I pulled out a book on human sacrifice in northern Europe. The dust-jacket photo reminded me of the one in Ilkka’s living room. A bog burial, different photo, same body, with its flaxen hair and broken spear in the crook of one leathery arm. The Windeby Boy. There were more photos inside: bog bodies with mutilated faces and decapitated heads; skeletons sitting cross-legged, minus their skulls; skulls that had been impaled on metal pikes then buried. Their gaping lower jaws made them appear to be screaming.

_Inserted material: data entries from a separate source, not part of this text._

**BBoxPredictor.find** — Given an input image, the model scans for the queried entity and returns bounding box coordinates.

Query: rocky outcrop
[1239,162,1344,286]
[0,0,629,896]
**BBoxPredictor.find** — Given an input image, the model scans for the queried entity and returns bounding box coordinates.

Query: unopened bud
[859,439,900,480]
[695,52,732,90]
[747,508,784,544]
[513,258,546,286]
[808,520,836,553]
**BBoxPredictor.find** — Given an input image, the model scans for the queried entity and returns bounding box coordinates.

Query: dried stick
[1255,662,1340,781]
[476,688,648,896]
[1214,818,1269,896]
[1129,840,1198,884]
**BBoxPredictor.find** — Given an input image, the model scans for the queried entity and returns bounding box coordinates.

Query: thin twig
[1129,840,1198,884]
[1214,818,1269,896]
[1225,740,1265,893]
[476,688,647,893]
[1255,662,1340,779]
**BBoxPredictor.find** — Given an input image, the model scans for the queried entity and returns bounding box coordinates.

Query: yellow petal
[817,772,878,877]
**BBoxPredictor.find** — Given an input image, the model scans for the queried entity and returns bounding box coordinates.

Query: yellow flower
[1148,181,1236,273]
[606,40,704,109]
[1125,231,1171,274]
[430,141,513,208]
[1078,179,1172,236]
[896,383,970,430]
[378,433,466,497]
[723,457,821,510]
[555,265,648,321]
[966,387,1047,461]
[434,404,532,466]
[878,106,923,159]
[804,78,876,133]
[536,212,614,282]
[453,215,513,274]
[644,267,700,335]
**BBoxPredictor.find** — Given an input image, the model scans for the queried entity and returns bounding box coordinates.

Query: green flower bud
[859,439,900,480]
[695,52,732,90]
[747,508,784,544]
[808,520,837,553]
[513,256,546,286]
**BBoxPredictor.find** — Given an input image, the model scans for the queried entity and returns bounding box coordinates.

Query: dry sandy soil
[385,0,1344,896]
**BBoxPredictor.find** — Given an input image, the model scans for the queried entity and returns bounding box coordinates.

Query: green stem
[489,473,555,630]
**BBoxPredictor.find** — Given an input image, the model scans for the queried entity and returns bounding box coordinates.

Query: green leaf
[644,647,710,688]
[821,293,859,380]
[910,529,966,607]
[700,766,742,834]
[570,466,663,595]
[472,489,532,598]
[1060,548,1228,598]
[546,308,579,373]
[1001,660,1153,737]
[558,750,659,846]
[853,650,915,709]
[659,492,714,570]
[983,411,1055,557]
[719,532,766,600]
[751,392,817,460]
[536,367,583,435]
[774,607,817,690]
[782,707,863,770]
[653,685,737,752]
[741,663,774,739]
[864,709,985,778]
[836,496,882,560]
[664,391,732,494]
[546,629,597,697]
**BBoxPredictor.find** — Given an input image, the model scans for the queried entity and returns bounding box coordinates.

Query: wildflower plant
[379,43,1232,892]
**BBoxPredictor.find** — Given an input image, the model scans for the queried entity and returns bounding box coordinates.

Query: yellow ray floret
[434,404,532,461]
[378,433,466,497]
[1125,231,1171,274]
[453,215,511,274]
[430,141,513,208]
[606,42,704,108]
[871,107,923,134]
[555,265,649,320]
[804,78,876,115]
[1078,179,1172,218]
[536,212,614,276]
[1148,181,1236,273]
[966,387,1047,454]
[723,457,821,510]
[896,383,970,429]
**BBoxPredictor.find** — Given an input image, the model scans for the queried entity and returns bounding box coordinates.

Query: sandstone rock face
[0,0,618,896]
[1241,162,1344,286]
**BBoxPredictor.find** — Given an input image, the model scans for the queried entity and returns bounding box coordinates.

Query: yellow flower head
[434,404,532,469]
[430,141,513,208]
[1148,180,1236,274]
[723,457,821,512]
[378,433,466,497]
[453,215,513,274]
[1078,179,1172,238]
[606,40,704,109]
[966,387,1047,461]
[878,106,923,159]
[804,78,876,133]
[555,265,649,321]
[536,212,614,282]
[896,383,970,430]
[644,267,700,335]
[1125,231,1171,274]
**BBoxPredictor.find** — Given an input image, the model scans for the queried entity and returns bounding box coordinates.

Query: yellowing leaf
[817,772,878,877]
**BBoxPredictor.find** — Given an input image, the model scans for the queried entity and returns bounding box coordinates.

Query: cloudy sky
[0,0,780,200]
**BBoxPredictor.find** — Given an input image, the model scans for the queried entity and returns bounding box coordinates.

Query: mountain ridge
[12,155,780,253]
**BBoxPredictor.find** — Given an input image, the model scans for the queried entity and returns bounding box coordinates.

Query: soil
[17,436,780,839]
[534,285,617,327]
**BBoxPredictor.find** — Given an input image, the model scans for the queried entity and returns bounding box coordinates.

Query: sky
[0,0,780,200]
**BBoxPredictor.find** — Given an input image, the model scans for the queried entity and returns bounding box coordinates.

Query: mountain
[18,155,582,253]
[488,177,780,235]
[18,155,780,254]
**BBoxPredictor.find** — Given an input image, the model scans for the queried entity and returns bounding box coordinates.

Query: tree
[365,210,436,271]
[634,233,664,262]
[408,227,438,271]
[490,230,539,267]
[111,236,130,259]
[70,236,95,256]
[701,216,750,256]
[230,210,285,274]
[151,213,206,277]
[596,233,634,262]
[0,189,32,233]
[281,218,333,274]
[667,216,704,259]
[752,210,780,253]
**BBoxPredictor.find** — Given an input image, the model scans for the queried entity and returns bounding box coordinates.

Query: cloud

But the faces on the bog bodies seemed weirdly peaceful, even those who still bore nooses around their necks or whose throats had been severed to expose blackened vertebrae. They reminded me of Ilkka’s Jólasveinar photographs; their subjects human, but their deaths so far beyond imagining that the images possessed the abstract purity of a funerary stela or ancient paleoglyph.

I replaced the book and stepped over to the indoor cairn. It didn’t seem any more out of place than the electric guitars or drum kit in this weird little world. A carved wooden disk sat atop rocks chosen for their symmetry: black lava, bluish granite, round stones that looked like oversize, freckled eggs. The wooden disk reminded me of the antique
askur
with its gruesome souvenir: It had the same motif of the gripping beast. A few artifacts were carefully arranged on it, along with a cell phone. An iron blade, dimpled with rust, its edge gnawed by the centuries; a bronze band that looked as though it had broken off from something bigger, like a sword or helmet. I picked up another object, too small to be a weapon, the width of my hand and also made of iron, with a pair of tiny tongs at one end and a narrow blade at the other—an ancient surgical tool, maybe, like a scalpel. Heavy for its size, it would have demanded a steady grip and steadier eye.

“That’s mine, sorry.” Pétur crouched beside me, picked up the cell phone, and flipped it open. “That’s the only place I never lose it. You asked what day it is, and I thought I better check. Yes, it’s Monday. It doesn’t work here; some places in the highlands you can get reception, but not here.” He lowered his voice to a conspiratorial whisper. “I think Galdur blocks it with his mighty brain.”